Her sweet, raspy morning voice filled my ears. "There is nothing good about this morning. What are you doing?" she asked him.

Oh shit! Please let me hear you for a bit longer. Please let me relish in your voice before you see me and remember everything that you said last night. Thank goodness Emmett remained quiet. He looked at me and smiled again. He was going to give everything away if he kept smiling.

Not noticing his lack of an answer, she spoke again. "I see you figured out how to work my coffee pot."

I couldn't keep my words to myself and since Emmett had the headphones on, I knew she couldn't hear me. "No love, it was me who helped him figure out the coffee pot."

Emmett kept smiling. "Yeah, you had a pretty rough night last night, or should I say morning, so I educated myself." We both laughed at our little inside joke. "What are you doing up so early? I figured you would sleep until noon at least!" Emmett continued.

Her sweet voice was back. "I thought I heard someone banging around and it woke me up."

"Damn it Emmett! You should have been quieter." I said with my voice raised. He looked down at the screen and winked.

Bella continued on, not missing a beat. It wasn't like she knew I was behind the computer chastising him for being loud. "Come to find out, it was just my head pounding. Emmett, how did I get into my pajamas?"

I started to laugh but I quickly stopped myself as anger began to build inside of me. "Yes, Emmett, how did she get into her pajamas? I swear to God if you saw any part of her naked I will go all Bon Qui Qui on you. Do you hear me? 'I will cut you'." I said in my best or maybe to some, my worst Bon Qui Qui impersonation.

Emmett laughed again and I knew she was going to question why he kept looking at the computer and laughing. "Don't worry, Bells. You changed yourself." He looked down at the computer with an 'Are you happy now' look on his face. "I tell you what though, when you're drunk you go from happy, to sad, to down right pissed off in a matter of minutes."

"Does she? What was she saying Emmett?" I pleaded with him to tell me.

All was quiet on the other end and I could only assume Bella had not remembered anything from the previous night. "Emmett, what did I do?" she asked.

"Tell her I love her. Tell her I miss her. Damn Emmett, turn this fucking computer around so that I can see her!" I exclaimed. I was getting desperate. I knew he'd give me hell for this but I didn't care.

He laughed again and this time it didn't go unnoticed. "Why are you laughing? I can't, for the life of me, find the humor in any of this," she asked him.

"Before I answer any of your questions, and I will answer them, tell me something. What all do you remember from last night?" Emmett asked her.

It was quiet for a moment so I took the opportunity to talk to him. "She sounds so amazing! Hung over and all she sounds fucking beautiful!"

The silence ended as Bella recounted what she remembered. She told him that the last thing she remembered was singing Pictures with him.

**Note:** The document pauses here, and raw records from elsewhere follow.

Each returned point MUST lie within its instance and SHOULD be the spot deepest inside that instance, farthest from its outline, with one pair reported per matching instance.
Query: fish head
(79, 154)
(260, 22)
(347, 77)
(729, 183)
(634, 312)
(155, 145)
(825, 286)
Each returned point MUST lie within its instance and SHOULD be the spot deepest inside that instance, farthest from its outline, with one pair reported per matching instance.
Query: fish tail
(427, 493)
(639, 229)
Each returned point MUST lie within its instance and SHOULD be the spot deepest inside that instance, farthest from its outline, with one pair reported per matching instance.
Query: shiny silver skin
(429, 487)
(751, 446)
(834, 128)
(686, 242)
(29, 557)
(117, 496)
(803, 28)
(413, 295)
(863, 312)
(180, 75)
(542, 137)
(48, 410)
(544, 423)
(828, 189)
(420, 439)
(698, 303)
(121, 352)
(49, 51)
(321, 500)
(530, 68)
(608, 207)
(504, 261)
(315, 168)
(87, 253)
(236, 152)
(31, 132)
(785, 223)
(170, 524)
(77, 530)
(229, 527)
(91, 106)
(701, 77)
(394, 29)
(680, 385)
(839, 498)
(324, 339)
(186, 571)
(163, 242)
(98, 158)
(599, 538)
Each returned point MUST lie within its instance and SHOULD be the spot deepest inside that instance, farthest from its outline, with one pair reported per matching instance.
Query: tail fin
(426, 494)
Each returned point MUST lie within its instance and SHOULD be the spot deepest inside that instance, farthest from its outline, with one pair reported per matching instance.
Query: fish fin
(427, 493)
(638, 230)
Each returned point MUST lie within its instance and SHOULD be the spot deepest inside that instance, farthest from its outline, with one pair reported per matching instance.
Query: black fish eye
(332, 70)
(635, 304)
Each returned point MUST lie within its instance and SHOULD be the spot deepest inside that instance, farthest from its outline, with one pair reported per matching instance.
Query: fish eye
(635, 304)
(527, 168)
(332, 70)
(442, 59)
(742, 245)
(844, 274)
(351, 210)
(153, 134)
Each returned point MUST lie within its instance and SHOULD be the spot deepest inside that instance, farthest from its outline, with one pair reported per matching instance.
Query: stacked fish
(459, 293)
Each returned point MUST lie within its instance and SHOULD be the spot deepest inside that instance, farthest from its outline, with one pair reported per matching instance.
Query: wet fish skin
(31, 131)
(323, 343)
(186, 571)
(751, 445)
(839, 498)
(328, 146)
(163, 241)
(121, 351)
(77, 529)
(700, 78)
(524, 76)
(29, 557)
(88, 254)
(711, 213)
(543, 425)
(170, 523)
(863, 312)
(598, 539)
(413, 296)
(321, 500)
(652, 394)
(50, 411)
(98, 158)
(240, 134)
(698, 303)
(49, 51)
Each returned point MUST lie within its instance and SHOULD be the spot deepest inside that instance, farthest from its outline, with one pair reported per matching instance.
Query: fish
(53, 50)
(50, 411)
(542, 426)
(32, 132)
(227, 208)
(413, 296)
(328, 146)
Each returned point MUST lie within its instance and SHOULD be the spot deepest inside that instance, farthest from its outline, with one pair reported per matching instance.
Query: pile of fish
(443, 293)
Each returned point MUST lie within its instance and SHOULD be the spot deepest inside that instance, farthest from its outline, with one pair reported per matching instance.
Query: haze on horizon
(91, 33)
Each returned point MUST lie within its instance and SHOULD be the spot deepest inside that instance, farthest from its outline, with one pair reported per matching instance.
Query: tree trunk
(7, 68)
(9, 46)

His forehead wrinkled and his expression dropped. I internally berated myself because she hadn't remembered the video. It was all just the alcohol talking, nothing more. From what Emmett told her that all happened before one am. He asked her if she could recount anything else. She couldn't. I couldn't stop myself from speaking.

"Emmett, she has no idea. It was just the alcohol talking," I said defeated.

It broke my heart to think that it was just an alcohol induced rant. That had she not been drunk she would have never confessed her feelings for me. But that fact was, she did confess them and again, she was drunk.

Before I continued on my pity party cruise, she spoke. "Just tell me what happened. I'm a big girl, I can handle it."

I agreed with Emmett. It was pretty intense but she had a right to know what she did last night. Everything she had said and she needed to know how I felt about it, about her.

Emmett laughed out loud. He was about to give himself away. I mean, there was only so long she would go on questioning her antics from the previous night before she realized he had her computer in his lap. But before she could ask any more questions he began to explain to her how they got home, how he carried her up the stairs while she laughed and then as she started crying once they were inside. "I won't go into details about what all you were saying, I'll save that for later on." I imagined that was when she began to ask the same questions I had asked him earlier.

He then told her she got so angry he was scared of her. I laughed at that thought. "Emmett, you can't be serious?"

He opened his mouth in an attempt to address me but stopped himself. She once again asked how she had ended up in her pajamas.

"Yes, Emmett, we are all very anxious to learn how she ended up in her pajamas. Please don't keep us waiting," I told him. He looked down at the computer and smiled. He knew that it was killing me inside that he was the one that had taken care of her.

"After you got all violent on me, I left you alone in your room. You banged around in there for about ten minutes before things got quiet. I opened the door and you were passed out laying all crazy like on your bed. So, I moved you so that your head would be on the pillow and covered you up," he explained.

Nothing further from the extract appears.